The Affordable Care Act and Entrepreneurship

By Sean Miskell

This week, numerous media outlets reported that Senator Ted Cruz may sign up for health coverage through the insurance marketplaces established by the Affordable Care Act (ACA). While the Washington Post calls this development the “irony of all ironies” given Cruz’s seemingly unrelenting opposition to the ACA, this is exactly the kind of outcome that lawmakers hoped the ACA would produce.

Prior to the ACA, concern over losing health coverage was a major barrier that kept people from starting a new business. Economists called this phenomenon “job lock,” in which individuals feared leaving a job with health benefits because they were concerned that they might be denied the opportunity to purchase coverage on their own because they might be denied to preexisting conditions or would be unable to afford premiums without assistance from their employer. But under the ACA, subsidized health coverage is no longer solely associated with employment.

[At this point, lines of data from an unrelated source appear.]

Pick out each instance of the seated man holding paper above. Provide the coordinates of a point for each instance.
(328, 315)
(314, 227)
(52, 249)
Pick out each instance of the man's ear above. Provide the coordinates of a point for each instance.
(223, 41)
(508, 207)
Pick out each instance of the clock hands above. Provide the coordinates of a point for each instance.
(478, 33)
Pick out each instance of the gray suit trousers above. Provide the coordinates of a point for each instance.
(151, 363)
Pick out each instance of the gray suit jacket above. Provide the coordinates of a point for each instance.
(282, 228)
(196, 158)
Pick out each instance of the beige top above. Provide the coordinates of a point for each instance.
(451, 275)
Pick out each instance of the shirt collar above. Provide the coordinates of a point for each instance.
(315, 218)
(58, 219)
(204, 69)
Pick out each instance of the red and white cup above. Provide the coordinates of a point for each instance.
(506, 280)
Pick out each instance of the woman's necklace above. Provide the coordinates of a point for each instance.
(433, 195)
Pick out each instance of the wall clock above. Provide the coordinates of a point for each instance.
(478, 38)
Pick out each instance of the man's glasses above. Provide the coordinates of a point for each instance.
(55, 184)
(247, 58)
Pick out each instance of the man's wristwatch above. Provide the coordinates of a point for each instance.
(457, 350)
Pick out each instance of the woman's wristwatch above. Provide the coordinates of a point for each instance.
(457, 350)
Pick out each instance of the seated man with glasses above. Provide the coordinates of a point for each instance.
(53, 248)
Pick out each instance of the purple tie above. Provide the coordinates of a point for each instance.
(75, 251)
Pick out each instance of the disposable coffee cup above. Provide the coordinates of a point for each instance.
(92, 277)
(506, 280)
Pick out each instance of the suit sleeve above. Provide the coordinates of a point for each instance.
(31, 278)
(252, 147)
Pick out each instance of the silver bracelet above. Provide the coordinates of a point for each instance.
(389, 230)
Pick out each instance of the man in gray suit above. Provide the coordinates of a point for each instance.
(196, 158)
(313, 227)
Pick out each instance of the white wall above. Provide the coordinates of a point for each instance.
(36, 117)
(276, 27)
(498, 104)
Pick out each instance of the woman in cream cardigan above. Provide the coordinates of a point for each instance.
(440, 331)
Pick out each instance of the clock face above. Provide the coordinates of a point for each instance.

To be sure, employer-sponsored insurance remains an integral source of coverage for many Americans. But because of the new insurance landscape fostered by the ACA, people have other options as well. Because the ACA prohibits insurance companies from denying coverage to anyone because of a pre-exiting condition, consumers need not worry that they will be denied coverage. Further, the federal and state insurance exchanges created by the ACA allow those seeking coverage to shop for plans and qualify for subsidies that help make this coverage affordable for individuals without assistance from an employer.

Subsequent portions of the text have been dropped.